Why Arnold Schwarzenegger’s Cast Forced The Running Man Screenwriter To Step Away From Stephen King’s Book

Anyone who has read Stephen King’s novel The running man is almost surely aware that the 1987 film adaptation starring Arnold Schwarzenegger is far from faithful. Both are dystopian stories centered around a protagonist named Ben Richards who takes part in a killer game show, but the book and film take that idea in very different directions.

Reflecting on King’s work, one can see several reasons why bringing it to the big screen would be difficult, but according to screenwriter Steven de Souza, it was really the planned project as a Schwarzenegger vehicle that prevented greater fidelity. . Why?
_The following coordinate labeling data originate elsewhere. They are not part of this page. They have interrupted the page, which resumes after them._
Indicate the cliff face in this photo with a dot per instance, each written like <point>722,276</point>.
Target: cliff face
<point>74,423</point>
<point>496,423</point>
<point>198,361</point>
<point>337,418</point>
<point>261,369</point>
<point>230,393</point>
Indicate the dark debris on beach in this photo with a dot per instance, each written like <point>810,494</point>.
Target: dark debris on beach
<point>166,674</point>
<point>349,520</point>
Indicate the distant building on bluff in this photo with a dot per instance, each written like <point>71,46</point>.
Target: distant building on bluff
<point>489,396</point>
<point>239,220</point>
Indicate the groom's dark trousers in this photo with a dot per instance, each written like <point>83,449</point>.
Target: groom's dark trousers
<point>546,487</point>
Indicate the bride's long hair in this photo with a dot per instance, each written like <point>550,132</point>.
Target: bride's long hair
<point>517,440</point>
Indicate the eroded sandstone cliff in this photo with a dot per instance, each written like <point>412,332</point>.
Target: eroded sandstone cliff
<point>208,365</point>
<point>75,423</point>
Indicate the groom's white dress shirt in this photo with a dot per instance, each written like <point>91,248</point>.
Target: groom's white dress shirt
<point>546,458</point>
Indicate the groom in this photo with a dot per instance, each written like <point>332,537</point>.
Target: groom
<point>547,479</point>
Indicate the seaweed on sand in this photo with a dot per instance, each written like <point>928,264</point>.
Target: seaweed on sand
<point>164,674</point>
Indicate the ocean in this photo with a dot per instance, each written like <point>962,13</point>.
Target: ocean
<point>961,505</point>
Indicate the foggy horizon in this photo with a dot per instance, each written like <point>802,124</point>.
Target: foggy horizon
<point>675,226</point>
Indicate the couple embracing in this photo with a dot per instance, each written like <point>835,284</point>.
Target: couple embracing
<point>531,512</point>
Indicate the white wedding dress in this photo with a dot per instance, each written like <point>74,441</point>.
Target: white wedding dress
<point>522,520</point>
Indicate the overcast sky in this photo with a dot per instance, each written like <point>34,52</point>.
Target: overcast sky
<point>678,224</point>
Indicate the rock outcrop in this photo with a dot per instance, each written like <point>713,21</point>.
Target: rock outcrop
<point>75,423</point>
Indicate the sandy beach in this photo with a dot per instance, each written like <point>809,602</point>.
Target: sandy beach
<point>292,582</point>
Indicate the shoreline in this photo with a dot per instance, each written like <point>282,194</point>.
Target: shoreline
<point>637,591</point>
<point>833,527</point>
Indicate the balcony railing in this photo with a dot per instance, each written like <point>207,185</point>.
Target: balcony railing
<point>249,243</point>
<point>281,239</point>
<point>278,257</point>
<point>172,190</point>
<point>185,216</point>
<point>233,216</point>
Because Ben Richards in the novel is a sickly, hopeless, unemployed individual, and de Souza doesn’t think the public would accept the idea that a person who looks like The predator star would never be out of work.

Steven de Souza elucidated this part of the Stephen King adaptation story when I spoke to him last summer before The running manupcoming 35th anniversary. He talked about the origins of the project and its relationship to the book (which was published under King’s pseudonym, Richard Bachman), and he explained how Arnold Schwarzenegger’s casting forced him to go in a different direction. with the plot as what is presented on the page. Says the filmmaker,

Well, one of the things that happened here is the guy who bought the book, he decided he was going to be a screenwriter and he actually wrote a screenplay – which was a screenplay written by someone who had never written a screenplay. And it was an attempt to literally be the book, and it just wasn’t doable. So we made a fresh start. And when I walked into it, when I had my first meeting, I said, ‘Look, this story is about a dystopian future that’s so bad that everybody’s out of a job. I find it hard to believe that Arnold Schwarzenegger is unemployed, even in a dystopian future!’

It is a logical point. When an individual has muscles as big as Arnold Schwarzenegger, he is still employable due to his physical strength. Even in a fully automated world, there will be a need for strong people to pick up and carry heavy objects, ensuring that they are never out of work for long. Or as Steven de Souza said.

I mean, couldn’t you get a job delivering pianos door to door? I mean, they need someone to put the wall up to prevent the [zombies]. It’s just impossible to believe looking at him that he can’t find a job.

At Stephen King’s The running man, Ben Richards is forced to volunteer for the titular game show because his young child has tuberculosis and his wife does not earn enough money for prostitution. This idea wouldn’t play out for the movie, so Steven de Souza gave the character a completely different profile.

The adaptation reimagined Richards as a soldier arrested after breaking orders and thrown into a prison camp. He manages to escape, but is then caught and given the opportunity to participate in America’s most popular game show to try and win back his freedom. This backstory felt much more appropriate and realistic for a character sporting Arnold Schwarzenegger’s physique.

Making the changes was a smart call for The running man adaptation, and it has helped the film age incredibly well since its first theatrical release in November 1987. one of Arnold Schwarzenegger’s finest films of the era, featuring many of the actor’s best one-liners.

For those who want to celebrate in style The running manthe film is available for digital rental and purchase through Amazon Prime Video (opens in a new tab)Apple (opens in a new tab)Vudoo (opens in a new tab)and Google Play (opens in a new tab). Fans can also pre-order the brand new limited edition 4K set (opens in a new tab) which will be released on November 1.